The Edge

Richard Northedge takes on corporate finance

This is no time for grand projects

Keynesian economics says governments should spend their way out of trouble. The trouble is, however, that governments spend badly. State spending may take cash from the public and return it to the public through projects but there is little tangible to show for it at the end: usually it would have been better not to tax the people or borrow from them to start with.
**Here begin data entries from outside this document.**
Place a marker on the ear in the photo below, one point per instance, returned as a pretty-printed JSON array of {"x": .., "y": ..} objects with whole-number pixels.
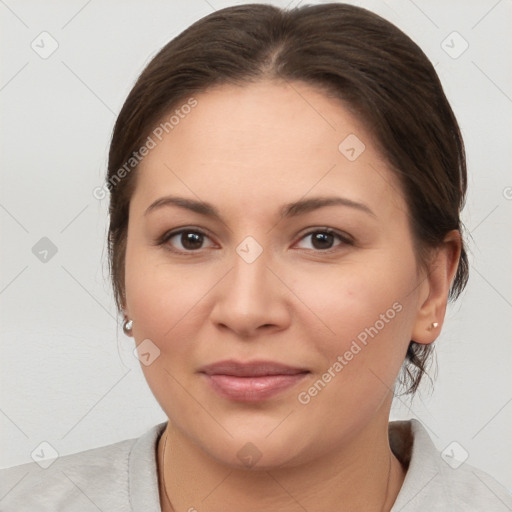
[{"x": 441, "y": 272}]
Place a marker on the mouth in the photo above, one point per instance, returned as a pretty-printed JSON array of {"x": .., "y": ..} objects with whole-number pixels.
[{"x": 253, "y": 381}]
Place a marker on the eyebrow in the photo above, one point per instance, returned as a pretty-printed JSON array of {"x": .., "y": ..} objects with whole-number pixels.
[{"x": 287, "y": 211}]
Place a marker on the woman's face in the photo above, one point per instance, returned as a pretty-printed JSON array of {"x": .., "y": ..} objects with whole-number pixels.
[{"x": 263, "y": 281}]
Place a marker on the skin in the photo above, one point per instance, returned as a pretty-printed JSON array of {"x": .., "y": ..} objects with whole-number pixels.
[{"x": 248, "y": 151}]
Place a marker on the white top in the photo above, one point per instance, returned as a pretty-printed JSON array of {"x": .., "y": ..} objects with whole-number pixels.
[{"x": 123, "y": 477}]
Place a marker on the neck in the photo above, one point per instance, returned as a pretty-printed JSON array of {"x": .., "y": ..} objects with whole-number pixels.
[{"x": 365, "y": 475}]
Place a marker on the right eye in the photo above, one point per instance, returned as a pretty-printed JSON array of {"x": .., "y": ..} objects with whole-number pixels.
[{"x": 184, "y": 241}]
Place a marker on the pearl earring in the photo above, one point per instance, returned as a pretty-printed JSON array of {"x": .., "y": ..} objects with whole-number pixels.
[{"x": 127, "y": 327}]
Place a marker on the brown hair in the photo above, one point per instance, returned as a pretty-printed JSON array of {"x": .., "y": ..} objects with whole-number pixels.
[{"x": 349, "y": 53}]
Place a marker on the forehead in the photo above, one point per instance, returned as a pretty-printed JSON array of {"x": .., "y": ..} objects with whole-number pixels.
[{"x": 265, "y": 140}]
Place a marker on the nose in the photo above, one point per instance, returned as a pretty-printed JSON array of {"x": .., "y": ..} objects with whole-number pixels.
[{"x": 251, "y": 299}]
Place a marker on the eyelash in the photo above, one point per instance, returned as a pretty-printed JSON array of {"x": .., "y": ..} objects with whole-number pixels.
[{"x": 345, "y": 239}]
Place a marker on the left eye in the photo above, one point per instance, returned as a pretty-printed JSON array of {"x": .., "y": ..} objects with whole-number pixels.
[{"x": 323, "y": 239}]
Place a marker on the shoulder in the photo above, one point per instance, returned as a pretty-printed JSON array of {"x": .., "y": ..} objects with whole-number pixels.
[
  {"x": 95, "y": 479},
  {"x": 437, "y": 482}
]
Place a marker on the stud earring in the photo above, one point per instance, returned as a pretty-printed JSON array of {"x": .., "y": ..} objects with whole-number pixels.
[
  {"x": 127, "y": 327},
  {"x": 434, "y": 325}
]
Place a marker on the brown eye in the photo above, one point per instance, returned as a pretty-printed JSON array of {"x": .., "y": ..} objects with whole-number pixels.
[
  {"x": 324, "y": 240},
  {"x": 185, "y": 240}
]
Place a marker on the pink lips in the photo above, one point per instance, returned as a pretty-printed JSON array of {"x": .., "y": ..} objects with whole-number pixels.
[{"x": 253, "y": 381}]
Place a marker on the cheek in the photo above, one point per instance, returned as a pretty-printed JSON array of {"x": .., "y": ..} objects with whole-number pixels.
[{"x": 367, "y": 311}]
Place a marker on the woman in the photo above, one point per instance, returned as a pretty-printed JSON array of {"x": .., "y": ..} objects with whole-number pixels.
[{"x": 284, "y": 235}]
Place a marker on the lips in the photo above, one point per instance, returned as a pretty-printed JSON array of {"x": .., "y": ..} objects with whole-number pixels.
[{"x": 253, "y": 381}]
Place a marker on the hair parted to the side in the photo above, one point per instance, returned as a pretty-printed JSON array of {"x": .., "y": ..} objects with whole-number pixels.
[{"x": 349, "y": 53}]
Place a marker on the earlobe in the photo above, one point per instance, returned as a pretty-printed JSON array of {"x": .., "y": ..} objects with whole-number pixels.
[{"x": 442, "y": 270}]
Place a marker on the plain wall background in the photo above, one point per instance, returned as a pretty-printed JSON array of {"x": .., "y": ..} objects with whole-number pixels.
[{"x": 68, "y": 375}]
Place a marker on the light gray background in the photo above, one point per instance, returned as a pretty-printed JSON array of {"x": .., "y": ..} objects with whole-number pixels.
[{"x": 68, "y": 375}]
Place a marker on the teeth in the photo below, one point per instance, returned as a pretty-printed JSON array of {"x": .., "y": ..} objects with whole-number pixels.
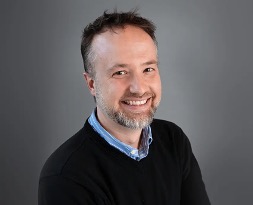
[{"x": 130, "y": 102}]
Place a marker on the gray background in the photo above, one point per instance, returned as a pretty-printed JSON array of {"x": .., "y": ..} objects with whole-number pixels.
[{"x": 206, "y": 63}]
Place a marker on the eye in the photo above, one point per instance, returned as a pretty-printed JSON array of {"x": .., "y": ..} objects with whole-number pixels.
[
  {"x": 149, "y": 70},
  {"x": 120, "y": 73}
]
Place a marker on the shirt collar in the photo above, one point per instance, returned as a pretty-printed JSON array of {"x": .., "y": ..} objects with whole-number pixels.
[{"x": 136, "y": 154}]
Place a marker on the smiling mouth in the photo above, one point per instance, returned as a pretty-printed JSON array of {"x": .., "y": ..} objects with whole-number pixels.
[{"x": 136, "y": 102}]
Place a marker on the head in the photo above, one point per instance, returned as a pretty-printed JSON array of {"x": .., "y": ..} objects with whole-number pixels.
[
  {"x": 121, "y": 68},
  {"x": 110, "y": 21}
]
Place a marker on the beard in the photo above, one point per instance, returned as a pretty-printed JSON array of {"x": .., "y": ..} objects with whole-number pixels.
[{"x": 127, "y": 119}]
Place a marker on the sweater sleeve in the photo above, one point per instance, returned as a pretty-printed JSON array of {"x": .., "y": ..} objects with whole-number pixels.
[
  {"x": 56, "y": 190},
  {"x": 193, "y": 190}
]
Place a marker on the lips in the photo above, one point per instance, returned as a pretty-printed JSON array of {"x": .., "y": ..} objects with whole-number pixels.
[{"x": 135, "y": 102}]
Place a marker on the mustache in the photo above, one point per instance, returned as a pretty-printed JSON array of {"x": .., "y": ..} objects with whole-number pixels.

From the people who brought us the Dome, the latest grand project to hit the rocks is the £13bn scheme to centralise NHS patient records electronically. The costs have escalated and the project is four years behind schedule and slipping further. Now Fujitsu has joined Accenture in walking out, reckoning it has nothing to gain from losing more money on the contract.

At least the Japanese supplier is sharing in the state’s losses - but not to the extent that the state’s bill has soared.

It is too late to turn back on the NHS plan but the lesson from fiascos like this is not to undertake grand projects in the current economic climate. And the most worrying project currently on the drawing board is probably the 2012 Olympics, already costing three times the original budget and shortly to use the contingency fund to top up the sums already being provided by Lottery funding and the levy on London taxpayers.

The Olympics cannot be four years late, so the option is to throw more money at the plan, to fail to meet the objectives - or to start scaling back the scheme now and impose rigorous cost controls.

The problem with the NHS computerisation and the Olympics is that they were planned in boom times but will have to be paid for when we can’t afford them. The prime minister has probably got it about right, therefore, to be talking now about extra nuclear power stations.

Such projects are expensive, but talk is cheap. By the time building starts, Gordon Brown will almost certainly be out of office and the economy may again be recovering. And hopefully it will be the private sector, not the state, which undertakes this huge investment.